Chronique Partez à l’aventure du Journal de Montréal

CYCLOTOURISME AU  PAYS DU PARFUM

Par Yvan Martineau, collaboration spéciale

ymartineau@videotron.ca

L’appareil d’Air Transat survole la Méditerranée, puis se pose à Nice.  Quelques minutes plus tard, entre mer et montagne, j’arpente les rues de Grasse pour la première fois.  Ville de repos ennoblie par un vieux quartier de 1 000 ans et une cathédrale féodale, j’en fait mon pied-à-terre pour une semaine de randonnées cyclistes enivrantes.

Grasse se coiffe du titre de capitale mondiale des parfums : la région donna naissance dit-on à plusieurs fagrences de Rochas, de Dior et au  mythique No 5 de Chanel.  Grasse attirait déjà des visiteurs du monde entier au XIXe siècle.  Ils s’amenaient pour profiter de ses parfums, certes, mais aussi de son climat doux et ensoleillé. Les nombreux séjours de la reine Victoria, à l’époque, ne sont pas étrangers à sa réputation.  Aussi, le peintre personnel de Louis XV, Fragonard, y est né.  Au delà de toutes ces considérations, sa situation en fait un endroit de rêve pour les cyclistes.  Cannes et la Côte d’Azur baignent à 30 minutes et nous baignons déjà à flanc de montagne, prêts à attaquer des circuits où j’ai rapidement le bonheur de parcourir mon premier col, un tout petit de 782 mètres.

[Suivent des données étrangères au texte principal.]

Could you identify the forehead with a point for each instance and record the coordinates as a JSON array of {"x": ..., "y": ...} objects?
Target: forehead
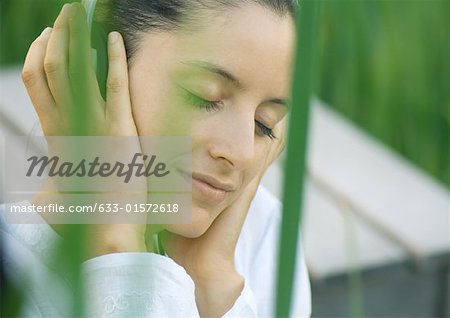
[{"x": 251, "y": 42}]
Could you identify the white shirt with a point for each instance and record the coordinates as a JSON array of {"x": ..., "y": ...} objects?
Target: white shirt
[{"x": 148, "y": 284}]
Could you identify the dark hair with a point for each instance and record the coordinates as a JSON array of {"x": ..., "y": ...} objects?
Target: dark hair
[{"x": 133, "y": 18}]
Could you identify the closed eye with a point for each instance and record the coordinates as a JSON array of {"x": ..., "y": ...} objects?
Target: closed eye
[
  {"x": 199, "y": 102},
  {"x": 264, "y": 130}
]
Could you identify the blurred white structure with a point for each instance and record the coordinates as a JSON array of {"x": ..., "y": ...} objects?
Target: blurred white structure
[{"x": 365, "y": 205}]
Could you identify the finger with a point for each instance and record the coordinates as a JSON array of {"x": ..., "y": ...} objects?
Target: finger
[
  {"x": 82, "y": 76},
  {"x": 55, "y": 62},
  {"x": 118, "y": 105},
  {"x": 33, "y": 76}
]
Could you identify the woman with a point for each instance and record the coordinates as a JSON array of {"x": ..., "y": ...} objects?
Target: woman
[{"x": 225, "y": 66}]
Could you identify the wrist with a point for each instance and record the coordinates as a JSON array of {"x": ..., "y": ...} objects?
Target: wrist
[{"x": 216, "y": 296}]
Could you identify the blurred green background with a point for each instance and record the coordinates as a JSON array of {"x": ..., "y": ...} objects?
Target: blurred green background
[{"x": 383, "y": 64}]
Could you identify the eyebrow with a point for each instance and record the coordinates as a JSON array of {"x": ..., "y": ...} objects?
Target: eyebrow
[{"x": 216, "y": 69}]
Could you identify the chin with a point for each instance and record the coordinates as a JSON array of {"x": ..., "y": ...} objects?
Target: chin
[{"x": 201, "y": 221}]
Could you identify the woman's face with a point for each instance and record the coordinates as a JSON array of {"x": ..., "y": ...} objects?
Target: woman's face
[{"x": 226, "y": 85}]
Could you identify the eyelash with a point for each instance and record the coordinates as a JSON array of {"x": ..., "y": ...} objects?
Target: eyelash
[{"x": 215, "y": 105}]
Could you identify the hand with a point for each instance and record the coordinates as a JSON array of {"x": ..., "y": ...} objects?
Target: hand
[
  {"x": 62, "y": 86},
  {"x": 209, "y": 259}
]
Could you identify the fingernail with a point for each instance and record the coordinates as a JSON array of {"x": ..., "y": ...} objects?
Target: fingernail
[
  {"x": 73, "y": 10},
  {"x": 46, "y": 32},
  {"x": 113, "y": 37}
]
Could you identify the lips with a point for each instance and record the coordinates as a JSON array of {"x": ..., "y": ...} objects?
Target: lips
[{"x": 208, "y": 187}]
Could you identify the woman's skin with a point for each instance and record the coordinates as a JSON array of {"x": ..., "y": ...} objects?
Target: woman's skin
[{"x": 226, "y": 85}]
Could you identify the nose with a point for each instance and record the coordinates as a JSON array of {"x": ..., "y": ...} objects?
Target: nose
[{"x": 234, "y": 141}]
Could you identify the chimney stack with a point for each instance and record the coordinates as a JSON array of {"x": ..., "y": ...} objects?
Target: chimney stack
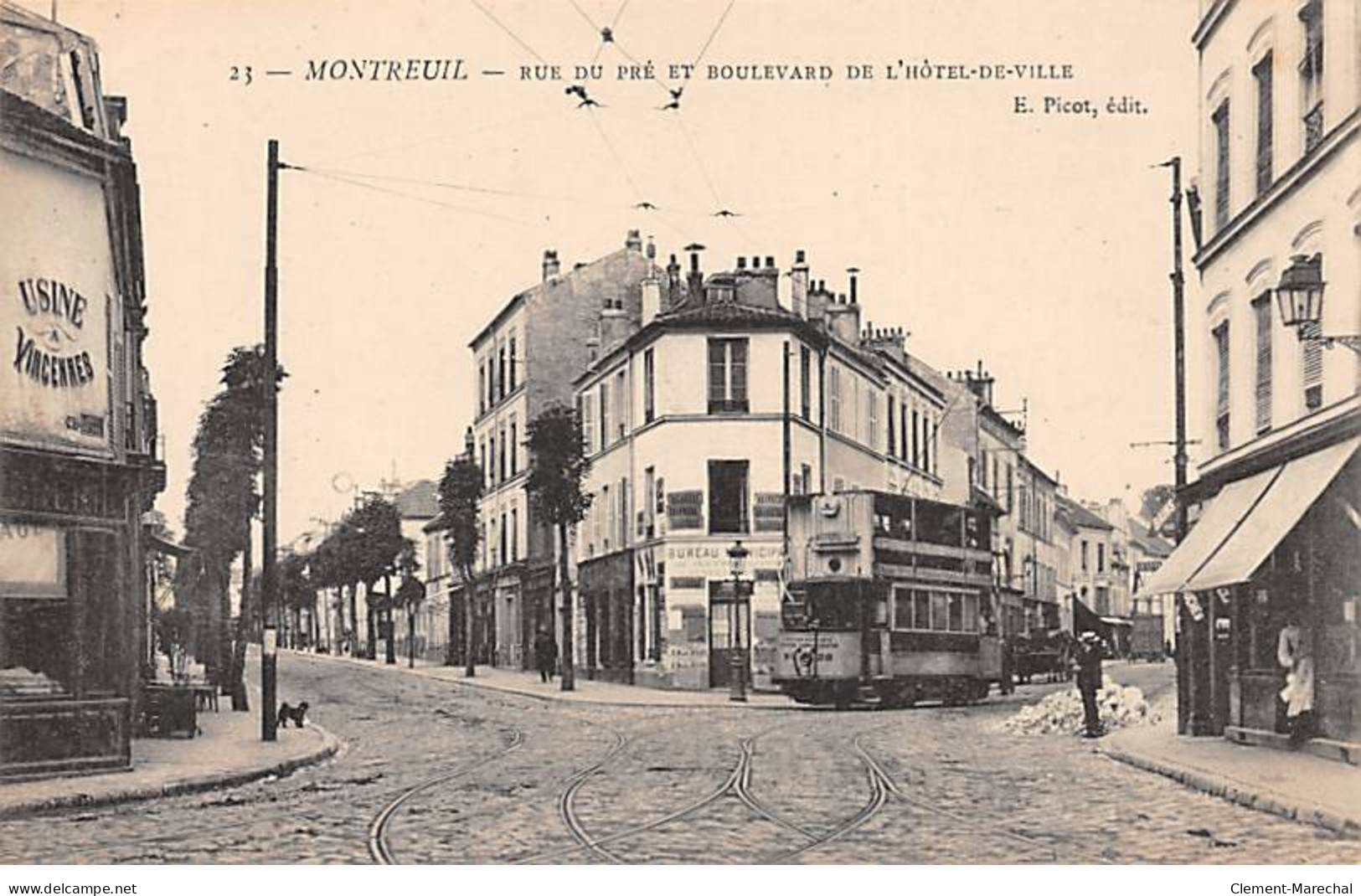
[
  {"x": 799, "y": 285},
  {"x": 694, "y": 282},
  {"x": 651, "y": 297}
]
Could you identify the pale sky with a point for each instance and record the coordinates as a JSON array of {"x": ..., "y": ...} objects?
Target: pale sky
[{"x": 1039, "y": 244}]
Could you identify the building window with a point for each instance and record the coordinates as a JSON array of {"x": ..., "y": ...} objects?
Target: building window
[
  {"x": 889, "y": 426},
  {"x": 1221, "y": 404},
  {"x": 505, "y": 538},
  {"x": 649, "y": 508},
  {"x": 1262, "y": 74},
  {"x": 806, "y": 383},
  {"x": 585, "y": 404},
  {"x": 1311, "y": 354},
  {"x": 916, "y": 443},
  {"x": 727, "y": 496},
  {"x": 649, "y": 387},
  {"x": 1262, "y": 311},
  {"x": 834, "y": 399},
  {"x": 727, "y": 376},
  {"x": 1221, "y": 173},
  {"x": 501, "y": 465},
  {"x": 874, "y": 421},
  {"x": 605, "y": 415},
  {"x": 501, "y": 372},
  {"x": 1311, "y": 74}
]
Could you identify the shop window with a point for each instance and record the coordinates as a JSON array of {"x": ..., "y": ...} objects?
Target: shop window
[{"x": 729, "y": 508}]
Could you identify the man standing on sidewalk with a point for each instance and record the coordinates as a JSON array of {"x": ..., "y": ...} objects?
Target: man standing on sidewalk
[
  {"x": 1089, "y": 681},
  {"x": 544, "y": 655}
]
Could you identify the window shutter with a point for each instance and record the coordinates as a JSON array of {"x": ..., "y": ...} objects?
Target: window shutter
[{"x": 1262, "y": 309}]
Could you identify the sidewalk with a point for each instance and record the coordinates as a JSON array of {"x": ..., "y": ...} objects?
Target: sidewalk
[
  {"x": 1291, "y": 785},
  {"x": 588, "y": 692},
  {"x": 228, "y": 754}
]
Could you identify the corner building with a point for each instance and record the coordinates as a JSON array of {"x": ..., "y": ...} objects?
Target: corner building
[
  {"x": 736, "y": 391},
  {"x": 78, "y": 422},
  {"x": 1273, "y": 508}
]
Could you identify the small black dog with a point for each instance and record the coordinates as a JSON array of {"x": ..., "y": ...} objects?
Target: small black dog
[{"x": 291, "y": 713}]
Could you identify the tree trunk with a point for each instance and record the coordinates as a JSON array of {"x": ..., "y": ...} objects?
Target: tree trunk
[
  {"x": 354, "y": 617},
  {"x": 372, "y": 641},
  {"x": 453, "y": 633},
  {"x": 391, "y": 624},
  {"x": 470, "y": 604},
  {"x": 570, "y": 673}
]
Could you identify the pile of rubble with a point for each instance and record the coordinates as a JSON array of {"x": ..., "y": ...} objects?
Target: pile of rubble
[{"x": 1060, "y": 713}]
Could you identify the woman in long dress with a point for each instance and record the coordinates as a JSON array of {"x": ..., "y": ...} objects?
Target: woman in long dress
[{"x": 1293, "y": 652}]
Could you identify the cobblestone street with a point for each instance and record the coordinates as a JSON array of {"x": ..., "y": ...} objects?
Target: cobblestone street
[{"x": 437, "y": 772}]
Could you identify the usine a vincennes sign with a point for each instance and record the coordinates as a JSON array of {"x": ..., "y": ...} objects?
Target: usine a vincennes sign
[{"x": 54, "y": 302}]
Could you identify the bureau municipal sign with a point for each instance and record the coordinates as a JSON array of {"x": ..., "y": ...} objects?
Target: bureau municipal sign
[{"x": 54, "y": 304}]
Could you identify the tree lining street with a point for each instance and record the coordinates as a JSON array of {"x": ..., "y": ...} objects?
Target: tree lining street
[{"x": 515, "y": 779}]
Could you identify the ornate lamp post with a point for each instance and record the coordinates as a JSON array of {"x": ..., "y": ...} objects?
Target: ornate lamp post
[
  {"x": 1300, "y": 297},
  {"x": 736, "y": 641}
]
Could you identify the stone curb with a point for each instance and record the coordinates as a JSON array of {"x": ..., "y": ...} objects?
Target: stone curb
[
  {"x": 1243, "y": 794},
  {"x": 555, "y": 696},
  {"x": 330, "y": 745}
]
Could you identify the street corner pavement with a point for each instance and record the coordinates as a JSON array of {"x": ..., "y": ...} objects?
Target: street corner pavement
[{"x": 228, "y": 752}]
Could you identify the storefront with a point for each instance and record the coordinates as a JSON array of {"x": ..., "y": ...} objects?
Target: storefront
[
  {"x": 76, "y": 422},
  {"x": 1273, "y": 548}
]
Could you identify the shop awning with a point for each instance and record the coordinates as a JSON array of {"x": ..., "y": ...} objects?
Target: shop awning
[
  {"x": 1225, "y": 512},
  {"x": 1285, "y": 502}
]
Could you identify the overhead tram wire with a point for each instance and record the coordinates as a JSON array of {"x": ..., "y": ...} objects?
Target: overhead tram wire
[
  {"x": 420, "y": 199},
  {"x": 507, "y": 28}
]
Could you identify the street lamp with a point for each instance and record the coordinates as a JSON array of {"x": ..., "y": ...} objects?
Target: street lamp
[
  {"x": 1300, "y": 297},
  {"x": 736, "y": 647}
]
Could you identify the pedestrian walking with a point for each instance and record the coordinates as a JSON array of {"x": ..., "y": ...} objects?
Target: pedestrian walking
[
  {"x": 544, "y": 655},
  {"x": 1088, "y": 658},
  {"x": 1296, "y": 657}
]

Le premier itinéraire me guide vers les gorges du Loup.  Je le qualifierai à tout jamais d’incontournable.  Je suis rentré au bercail quelques heures plus tard avec ces qualificatifs en tête : extraordinaire, génial.  On quitte Grasse par l’avenue Thiers et ses immenses pins parasol, majestueux.  On défile dans un jeu d’ombrages.  D’un côté s’élève des sommets arrondis, de l’autre plongent des falaises nous laissant entrevoir la mer.  Les routes, sinueuses à souhait, ne permettent pas de s’installer sur le « pilote automatique ».  Elles sont étroites, découpées.

Au terme d’un faux-plat descendant de plusieurs kilomètres s’amorce une grimpe toute subtile.  La route s’incruste tant  aux à-pics qu’en plusieurs endroits elle pénètre dans des tunnels courts et nombreux.  Après une montée d’une heure et demie, ça se corse sur un chemin en lacets pour enfin déboucher sur Gourdon.  Une perle !  Ce village médiéval perché sur un piton rocheux offre une vue imprenable sur la région.  Im-pre-na-ble !  Nous savourons ces instants, déambulons à pied sur les vieilles dalles des ruelles et dans les boutiques d’où émanent des essences d’herbes typiquement provençales.  Une partie de plaisir nous attend au retour : redescendre sur des chemins épousant les anfractuosités du terrain accidenté.  Nous roulons sans quasiment pédaler… à 50 km/heure.  Chaque virage dévoile un décor différent.  Il faut se faire violence pour s’arracher à la frénésie de la vitesse.  Allez Yvan, freine un peu, imprègne-toi de ces paysages de toute beauté.  Bref, il s'agit là d’un parcours pour rouler tantôt avec rythme, tantôt pour grimper sur de longs kilomètres et achever sur un chemin en lacets, le tout suivi de folles descentes.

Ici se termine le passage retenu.